J’ai une Rolex Bubble Back ref. 2764. Je m’étais persuadé de prendre celle-là, pas trop chère, pour voir si j’aimais, et ensuite acheter une 3131. Mais en fait, je ne la mets pas parce qu’elle est fragile (années 30-40), et en plus, ce n’est pas celle que je voulais. Je voulais une 3131, j’aurais dû acheter une 3131.

Pour le moins très jolie !

Ma Polerouter, c’est pareil. Je voulais un modèle Microtor cadran noir, j’ai acheté un bumper cadran gris.

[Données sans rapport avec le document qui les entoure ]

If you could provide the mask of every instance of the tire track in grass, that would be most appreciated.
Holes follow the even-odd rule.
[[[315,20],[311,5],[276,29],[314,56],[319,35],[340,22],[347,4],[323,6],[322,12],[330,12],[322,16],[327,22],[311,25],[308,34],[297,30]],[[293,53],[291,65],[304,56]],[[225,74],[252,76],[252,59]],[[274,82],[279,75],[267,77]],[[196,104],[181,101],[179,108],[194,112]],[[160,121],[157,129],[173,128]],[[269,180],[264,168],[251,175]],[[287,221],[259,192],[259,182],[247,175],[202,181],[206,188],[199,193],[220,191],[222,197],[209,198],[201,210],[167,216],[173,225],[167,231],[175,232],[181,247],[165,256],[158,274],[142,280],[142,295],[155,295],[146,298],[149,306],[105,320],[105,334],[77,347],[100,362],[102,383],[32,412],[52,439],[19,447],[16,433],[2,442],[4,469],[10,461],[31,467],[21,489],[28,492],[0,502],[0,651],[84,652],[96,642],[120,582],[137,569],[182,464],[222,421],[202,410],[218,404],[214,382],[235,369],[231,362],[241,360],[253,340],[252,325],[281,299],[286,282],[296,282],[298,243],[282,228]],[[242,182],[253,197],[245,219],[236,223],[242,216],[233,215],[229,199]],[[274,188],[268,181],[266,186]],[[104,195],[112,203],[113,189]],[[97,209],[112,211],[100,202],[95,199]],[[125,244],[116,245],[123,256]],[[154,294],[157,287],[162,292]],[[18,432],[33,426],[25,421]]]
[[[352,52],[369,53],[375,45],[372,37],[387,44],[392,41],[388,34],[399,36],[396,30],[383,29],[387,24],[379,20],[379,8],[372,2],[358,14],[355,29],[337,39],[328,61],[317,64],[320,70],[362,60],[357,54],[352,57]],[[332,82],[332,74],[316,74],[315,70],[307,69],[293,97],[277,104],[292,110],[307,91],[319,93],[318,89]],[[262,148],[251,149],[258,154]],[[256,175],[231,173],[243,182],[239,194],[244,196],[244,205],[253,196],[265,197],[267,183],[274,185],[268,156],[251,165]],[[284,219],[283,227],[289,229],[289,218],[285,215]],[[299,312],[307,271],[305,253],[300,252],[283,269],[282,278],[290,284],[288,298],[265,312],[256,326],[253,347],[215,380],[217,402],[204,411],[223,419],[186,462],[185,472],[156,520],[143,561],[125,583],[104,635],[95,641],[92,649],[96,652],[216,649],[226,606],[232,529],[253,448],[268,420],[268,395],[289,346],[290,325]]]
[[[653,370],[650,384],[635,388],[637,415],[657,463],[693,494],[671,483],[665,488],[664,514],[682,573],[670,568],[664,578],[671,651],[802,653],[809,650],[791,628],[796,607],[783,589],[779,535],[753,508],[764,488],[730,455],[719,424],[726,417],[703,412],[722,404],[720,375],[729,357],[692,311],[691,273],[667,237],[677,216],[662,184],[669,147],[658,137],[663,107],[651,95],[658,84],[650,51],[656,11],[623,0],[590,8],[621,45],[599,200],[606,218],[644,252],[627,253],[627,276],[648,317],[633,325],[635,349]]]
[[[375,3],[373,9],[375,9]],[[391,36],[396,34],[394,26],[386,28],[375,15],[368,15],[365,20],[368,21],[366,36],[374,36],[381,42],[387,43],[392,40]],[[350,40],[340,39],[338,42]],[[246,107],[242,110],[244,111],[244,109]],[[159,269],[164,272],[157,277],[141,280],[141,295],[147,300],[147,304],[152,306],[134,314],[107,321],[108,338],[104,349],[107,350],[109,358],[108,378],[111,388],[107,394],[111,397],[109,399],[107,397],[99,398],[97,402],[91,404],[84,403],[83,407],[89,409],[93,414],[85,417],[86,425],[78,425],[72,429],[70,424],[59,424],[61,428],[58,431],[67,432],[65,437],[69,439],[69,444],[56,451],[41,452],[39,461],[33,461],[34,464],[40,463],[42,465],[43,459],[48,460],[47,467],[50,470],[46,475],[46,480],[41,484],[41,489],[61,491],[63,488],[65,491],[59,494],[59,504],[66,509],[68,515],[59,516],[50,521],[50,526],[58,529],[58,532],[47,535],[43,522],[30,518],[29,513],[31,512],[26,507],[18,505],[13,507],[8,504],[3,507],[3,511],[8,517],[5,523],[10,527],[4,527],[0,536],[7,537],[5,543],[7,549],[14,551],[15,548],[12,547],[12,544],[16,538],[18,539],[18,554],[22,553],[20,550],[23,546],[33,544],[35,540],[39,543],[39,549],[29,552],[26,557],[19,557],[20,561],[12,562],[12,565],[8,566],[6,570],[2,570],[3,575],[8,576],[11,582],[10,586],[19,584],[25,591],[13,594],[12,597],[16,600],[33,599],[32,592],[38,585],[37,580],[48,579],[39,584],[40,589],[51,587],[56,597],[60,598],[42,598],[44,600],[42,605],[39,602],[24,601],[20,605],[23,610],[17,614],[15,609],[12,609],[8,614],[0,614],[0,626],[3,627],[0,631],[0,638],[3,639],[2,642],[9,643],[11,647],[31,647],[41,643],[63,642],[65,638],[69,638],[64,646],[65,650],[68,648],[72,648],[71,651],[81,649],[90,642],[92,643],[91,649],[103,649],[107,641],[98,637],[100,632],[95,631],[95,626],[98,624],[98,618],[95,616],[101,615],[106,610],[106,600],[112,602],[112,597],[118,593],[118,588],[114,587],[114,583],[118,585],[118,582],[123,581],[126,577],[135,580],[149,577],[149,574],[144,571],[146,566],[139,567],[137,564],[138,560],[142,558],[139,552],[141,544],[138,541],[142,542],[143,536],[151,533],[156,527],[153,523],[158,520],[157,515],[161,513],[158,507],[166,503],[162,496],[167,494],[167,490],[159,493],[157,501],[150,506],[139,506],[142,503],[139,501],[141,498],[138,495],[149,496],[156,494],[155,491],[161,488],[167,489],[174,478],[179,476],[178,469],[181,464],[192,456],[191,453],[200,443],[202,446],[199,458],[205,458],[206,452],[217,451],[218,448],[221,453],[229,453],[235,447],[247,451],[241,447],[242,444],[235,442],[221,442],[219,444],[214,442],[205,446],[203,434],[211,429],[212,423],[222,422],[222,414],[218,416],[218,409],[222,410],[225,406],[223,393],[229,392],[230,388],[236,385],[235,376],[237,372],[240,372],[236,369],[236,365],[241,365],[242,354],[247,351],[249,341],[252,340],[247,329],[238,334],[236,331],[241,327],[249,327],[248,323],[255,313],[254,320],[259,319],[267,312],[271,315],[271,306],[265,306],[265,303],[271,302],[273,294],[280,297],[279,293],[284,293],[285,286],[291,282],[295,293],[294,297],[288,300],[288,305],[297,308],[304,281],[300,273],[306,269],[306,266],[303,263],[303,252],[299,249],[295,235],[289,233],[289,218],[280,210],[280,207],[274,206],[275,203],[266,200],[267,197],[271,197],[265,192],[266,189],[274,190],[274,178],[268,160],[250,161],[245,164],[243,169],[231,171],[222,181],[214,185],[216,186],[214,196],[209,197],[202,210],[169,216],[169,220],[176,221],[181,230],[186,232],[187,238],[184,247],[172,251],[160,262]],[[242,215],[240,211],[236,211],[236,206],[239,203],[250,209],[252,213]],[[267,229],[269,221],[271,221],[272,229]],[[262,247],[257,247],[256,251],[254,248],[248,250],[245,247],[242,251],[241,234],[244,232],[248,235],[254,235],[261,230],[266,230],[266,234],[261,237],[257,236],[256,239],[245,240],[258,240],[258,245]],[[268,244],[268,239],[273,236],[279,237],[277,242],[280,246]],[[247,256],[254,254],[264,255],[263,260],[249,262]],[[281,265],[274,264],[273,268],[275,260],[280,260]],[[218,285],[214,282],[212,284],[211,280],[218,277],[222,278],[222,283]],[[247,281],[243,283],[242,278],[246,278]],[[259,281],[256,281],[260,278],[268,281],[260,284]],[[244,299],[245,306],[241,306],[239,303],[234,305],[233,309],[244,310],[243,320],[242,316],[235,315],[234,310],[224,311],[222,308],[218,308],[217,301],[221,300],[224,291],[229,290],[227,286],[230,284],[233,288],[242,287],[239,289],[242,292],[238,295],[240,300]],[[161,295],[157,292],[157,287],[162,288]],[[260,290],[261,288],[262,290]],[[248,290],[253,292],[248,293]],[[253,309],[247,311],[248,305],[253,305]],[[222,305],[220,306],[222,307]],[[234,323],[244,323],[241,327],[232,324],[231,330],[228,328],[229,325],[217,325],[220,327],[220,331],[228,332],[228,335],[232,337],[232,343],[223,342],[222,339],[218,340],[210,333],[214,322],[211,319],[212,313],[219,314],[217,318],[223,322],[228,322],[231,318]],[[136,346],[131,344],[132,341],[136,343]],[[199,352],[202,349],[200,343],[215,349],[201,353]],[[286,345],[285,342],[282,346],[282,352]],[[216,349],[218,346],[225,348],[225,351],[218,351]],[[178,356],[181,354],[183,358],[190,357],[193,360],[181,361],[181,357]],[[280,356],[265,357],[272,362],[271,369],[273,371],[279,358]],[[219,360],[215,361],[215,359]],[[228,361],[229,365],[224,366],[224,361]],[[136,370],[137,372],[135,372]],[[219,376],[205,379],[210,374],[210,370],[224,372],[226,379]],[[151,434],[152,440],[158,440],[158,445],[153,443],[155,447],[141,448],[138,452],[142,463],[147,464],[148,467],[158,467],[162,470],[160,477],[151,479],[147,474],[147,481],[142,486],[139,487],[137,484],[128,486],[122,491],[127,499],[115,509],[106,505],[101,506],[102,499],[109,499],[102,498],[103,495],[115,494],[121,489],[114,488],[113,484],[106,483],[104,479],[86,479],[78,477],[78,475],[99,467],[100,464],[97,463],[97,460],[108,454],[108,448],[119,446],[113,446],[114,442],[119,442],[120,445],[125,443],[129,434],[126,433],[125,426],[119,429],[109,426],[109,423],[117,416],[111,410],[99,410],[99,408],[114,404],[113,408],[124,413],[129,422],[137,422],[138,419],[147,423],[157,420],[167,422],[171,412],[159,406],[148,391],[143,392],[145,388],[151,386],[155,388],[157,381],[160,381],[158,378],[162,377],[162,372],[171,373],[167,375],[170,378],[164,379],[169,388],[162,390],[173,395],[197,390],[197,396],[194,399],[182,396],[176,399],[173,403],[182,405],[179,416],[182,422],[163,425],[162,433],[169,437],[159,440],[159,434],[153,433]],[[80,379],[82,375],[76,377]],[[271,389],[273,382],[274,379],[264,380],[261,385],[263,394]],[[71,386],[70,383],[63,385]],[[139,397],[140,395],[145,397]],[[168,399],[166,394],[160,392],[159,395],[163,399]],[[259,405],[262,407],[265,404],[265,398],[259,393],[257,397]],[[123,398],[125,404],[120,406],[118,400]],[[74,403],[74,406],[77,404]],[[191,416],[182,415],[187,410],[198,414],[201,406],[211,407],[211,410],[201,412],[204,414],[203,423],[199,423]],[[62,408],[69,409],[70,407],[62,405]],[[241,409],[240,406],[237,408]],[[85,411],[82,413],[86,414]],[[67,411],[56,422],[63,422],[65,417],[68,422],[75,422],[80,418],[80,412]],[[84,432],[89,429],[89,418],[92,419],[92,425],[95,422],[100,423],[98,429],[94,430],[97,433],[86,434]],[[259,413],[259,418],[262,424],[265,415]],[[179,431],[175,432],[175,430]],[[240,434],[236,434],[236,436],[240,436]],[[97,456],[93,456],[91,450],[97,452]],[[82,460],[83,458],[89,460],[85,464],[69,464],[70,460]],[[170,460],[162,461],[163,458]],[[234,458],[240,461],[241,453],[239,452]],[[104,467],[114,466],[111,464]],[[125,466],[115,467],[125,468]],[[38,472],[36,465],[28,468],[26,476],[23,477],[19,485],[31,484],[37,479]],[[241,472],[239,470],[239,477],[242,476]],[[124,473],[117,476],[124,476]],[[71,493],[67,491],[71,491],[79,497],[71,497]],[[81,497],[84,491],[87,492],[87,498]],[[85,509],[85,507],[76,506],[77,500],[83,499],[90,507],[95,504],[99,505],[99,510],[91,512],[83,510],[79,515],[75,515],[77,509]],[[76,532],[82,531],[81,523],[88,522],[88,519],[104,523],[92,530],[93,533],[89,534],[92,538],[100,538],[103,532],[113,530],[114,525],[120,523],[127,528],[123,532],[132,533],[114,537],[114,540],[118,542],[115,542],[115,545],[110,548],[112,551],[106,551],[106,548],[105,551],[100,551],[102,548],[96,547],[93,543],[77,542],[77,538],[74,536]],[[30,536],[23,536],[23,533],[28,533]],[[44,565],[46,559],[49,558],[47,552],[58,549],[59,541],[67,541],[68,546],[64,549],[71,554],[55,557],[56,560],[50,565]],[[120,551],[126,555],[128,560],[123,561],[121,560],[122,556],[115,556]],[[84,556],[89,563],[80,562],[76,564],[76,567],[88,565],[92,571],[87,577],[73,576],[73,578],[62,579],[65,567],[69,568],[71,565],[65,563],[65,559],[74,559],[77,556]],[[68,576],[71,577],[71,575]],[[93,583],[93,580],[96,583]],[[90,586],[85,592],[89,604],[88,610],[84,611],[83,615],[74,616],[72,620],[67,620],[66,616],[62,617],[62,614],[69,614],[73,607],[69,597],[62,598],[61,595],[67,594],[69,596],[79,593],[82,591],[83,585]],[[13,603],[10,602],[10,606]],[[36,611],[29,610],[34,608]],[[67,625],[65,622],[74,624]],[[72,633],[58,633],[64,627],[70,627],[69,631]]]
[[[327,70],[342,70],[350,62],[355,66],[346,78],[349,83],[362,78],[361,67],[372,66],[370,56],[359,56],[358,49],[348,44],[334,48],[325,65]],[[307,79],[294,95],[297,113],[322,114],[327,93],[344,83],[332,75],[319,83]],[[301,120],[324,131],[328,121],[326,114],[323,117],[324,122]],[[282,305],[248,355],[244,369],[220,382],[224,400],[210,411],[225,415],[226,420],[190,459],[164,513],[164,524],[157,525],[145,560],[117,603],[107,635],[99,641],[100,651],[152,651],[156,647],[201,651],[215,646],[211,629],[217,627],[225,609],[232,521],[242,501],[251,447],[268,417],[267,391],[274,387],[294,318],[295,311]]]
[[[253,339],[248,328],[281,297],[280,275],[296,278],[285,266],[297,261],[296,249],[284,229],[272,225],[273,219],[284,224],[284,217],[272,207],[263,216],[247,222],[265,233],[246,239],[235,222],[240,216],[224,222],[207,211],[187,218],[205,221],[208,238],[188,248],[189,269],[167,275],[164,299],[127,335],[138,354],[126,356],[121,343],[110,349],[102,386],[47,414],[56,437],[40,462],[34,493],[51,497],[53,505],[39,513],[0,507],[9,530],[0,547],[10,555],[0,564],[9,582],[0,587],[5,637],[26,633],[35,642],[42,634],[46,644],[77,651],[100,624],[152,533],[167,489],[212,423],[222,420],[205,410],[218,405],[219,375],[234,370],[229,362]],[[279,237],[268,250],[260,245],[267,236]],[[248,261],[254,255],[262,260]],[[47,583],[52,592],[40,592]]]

Le pire, c’est que des années après, pour mon meilleur ami (en mission pour sa compagne de l’époque), j’ai trouvé et acquis une version plaquée or rose cadran noir Microtor sublime, moins chère que la mienne !

Rédemption

Aujourd’hui, j’ai changé mon fusil d’épaule. Je ne fais plus de compromis. J’attends patiemment pour non seulement acheter la montre que je veux, mais aussi dans l’état et la configuration que je veux. Et tout ça, pas à n’importe quel prix.

Attention, ça n’exclut pas la petite sortie de parcours de temps en temps. J’ai une Benrus en or rose 14k qui peut témoigner. Mais cette fois-ci, ce n’est pas n’importe quoi. C’est une montre en or, avec un cadran saumon, un style art déco que j’affectionne, achetée à un pro pendant mes vacances, révisée, dans un état plus que correct. On est loin de la trouvaille en chrome chez l’antiquaire ou le stand de brocante à 15 balles qui prend la rouille.

J’essaie maintenant vraiment de m’imposer une sorte de rigueur que j’aurais vraiment voulu avoir plus tôt dans mon parcours.

J’espère que ce moment passé dans ma tête pourra vous faire gagner un peu de temps. Vous faire sauter quelques étapes ou alors les reconnaître pour mieux en éviter les pièges. Avec pour objectif que vous ayez le moins possible de regrets dans votre collection.